To filter variants with a low minor allele frequency (MAF) from a variant call format (VCF) file, we can use softwares such as bcftools, plink or R.
What is minor allele frequency?
The MAF refers to the frequency of the least frequent allele. This least frequent allele can be the reference allele or the alternate allele. A common threshold is 5% (0.05) but it depends on your cohort size.
1. bcftools
To remove variants with a low MAF using bcftools, we need to use the view command with the –min-af parameter:
bcftools view --min-af 0.05:minor -Oz input.vcf.gz > output.vcf.gz
It is equivalent to using the abbreviated parameter -q instead of –min-af:
bcftools view -q 0.05:minor input.vcf.gz > output.vcf
2. plink
To make plink (v1.9) filter variants with a low MAF, you need to use the –maf parameter:
plink --vcf input.vcf.gz --maf 0.05 --recode vcf-iid --out output.vcf
3. R
a) Import the dosages
If you don’t know how to open VCF files and extract dosages in R, I invite you to read my blog post about How to extract GT or DS fields from VCF files in R. The dosages variable is a matrix where the columns correspond to individuals and the rows correspond to variants.
b) Compute the MAF
To filter variants with a low MAF, we first need to compute it:
dosages[, "MAF"] = rowSums(round(dosages)) / (2 * (ncol(dosages)))
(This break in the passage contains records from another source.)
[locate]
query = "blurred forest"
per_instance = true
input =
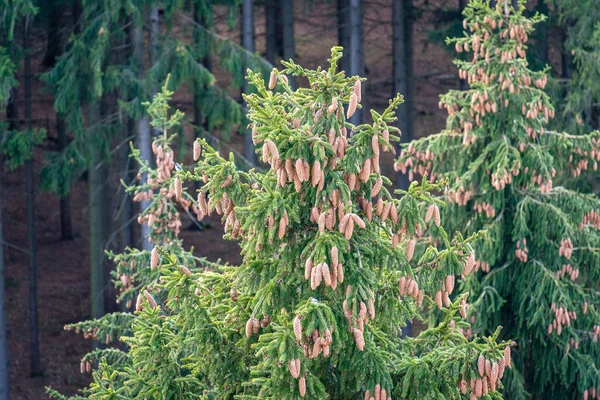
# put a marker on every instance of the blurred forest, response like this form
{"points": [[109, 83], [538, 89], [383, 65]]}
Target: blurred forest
{"points": [[74, 75]]}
This command was slightly adapted from this topic.
c) Filter the variants
Then, we need to keep the variants with a MAF between 0.05 and 0.95:
dosages = dosages[dosages[, "MAF"] >= 0.05 & dosages[, "MAF"] <= 0.95,]
Conclusion
In conclusion, we can easily filter variants with a low minor allele frequency using bcftools, plink and R. What else would you like to do with VCF files?